Oliver buried his creaking, shaking fingers in his armpits and waited for the darkness to take him.
Someone shook him.
“Ollie? Still with us?”
Oliver pried his eyes open. The world swished in front of him like soapy water.
The hand shook him again. It was warm and large. Oliver drew in a lungful of scalding hot air, which spread rapidly into his body, reviving him enough to speak.
“T-Tom?”
“He lives! Our own John Bull—knew we could count on you, chap. Looks like they gave you a grand thumping, though.”
Two powerful hands slid under his armpits and scooped him up. Tommy’s greasy stench enveloped him. Once released, Oliver staggered back into an uneven, moist wall. He drew in a second, deeper breath, realizing from the taste of it that his mouth was full of blood. He rubbed his eyes until they came back into focus.
He found himself in the c
ourtyardlike end of a back alley that he recognised as being just off Petticoat Lane. Tommy’s bureau-wide shoulders plugged most of the alley’s width, but Oliver made out two smaller shapes behind him.
Tom looked like an aged sow happy her piglet had come home.
“Haven’t seen you for almost an hour, mate. Feared they’d picked you off.”
Oliver nodded but said nothing.

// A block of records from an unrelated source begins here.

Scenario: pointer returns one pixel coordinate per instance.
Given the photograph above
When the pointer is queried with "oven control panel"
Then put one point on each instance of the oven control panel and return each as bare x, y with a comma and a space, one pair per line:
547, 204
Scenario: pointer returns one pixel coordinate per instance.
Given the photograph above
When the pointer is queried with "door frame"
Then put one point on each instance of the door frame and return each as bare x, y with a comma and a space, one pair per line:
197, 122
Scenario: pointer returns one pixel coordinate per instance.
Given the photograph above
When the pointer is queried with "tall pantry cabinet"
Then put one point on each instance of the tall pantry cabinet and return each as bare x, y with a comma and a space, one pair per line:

Each breath brought him further back to wakefulness and gave his body more life. The muscles in his arms quivered and could move again. The cold fled, burying itself in the pits of his gut.
Someone had bandaged his burnt hand—recently, as the wraps were still free of blood and grime. The skin he could see between the wraps and his cuff was red from exposure. In his left hand, he still clutched a folded newspaper and his newly acquired copy of the Summa Machina.
His heart beat, and the sudden pressure of blood blinded him.
“Careful, old chap,” Tommy said, propping Oliver upright with a meaty palm to his right arm. “Better get your head on. We’ve a slight change of plan.”
One of the smaller men squeezed past and tossed Oliver a rifle. He snatched at it and dropped it, then bent to retrieve it and managed on the second try.
The shadows resolved themselves into Winfred Bailey Howe’s broad moustache and humourless eyes. “Everything well in hand, I see,” he said.
That roused enough ire to bring Oliver fully back to life. “You were to be here some time ago, if I recall.”
Bailey’s jaw muscles flexed before he spoke. “The murder of most of my men at our hideout necessitated an alteration in the plan,” he said. “How did you come to be found in such an undignified position?”
Oliver started as he discovered that he wasn’t entirely sure. He remembered the escape, then running into the street, crowds of people he recognised, then charred bones, then people again, then a blur. He tried to keep his indecision from his face as he concocted a plausible story.
It occurred to him that Bailey didn’t really want an answer: he had already concluded that some pack of canaries had taken Oliver unawares, and that Oliver was a careless amateur. Fine by me. I’m through trying to change your opinion, old man.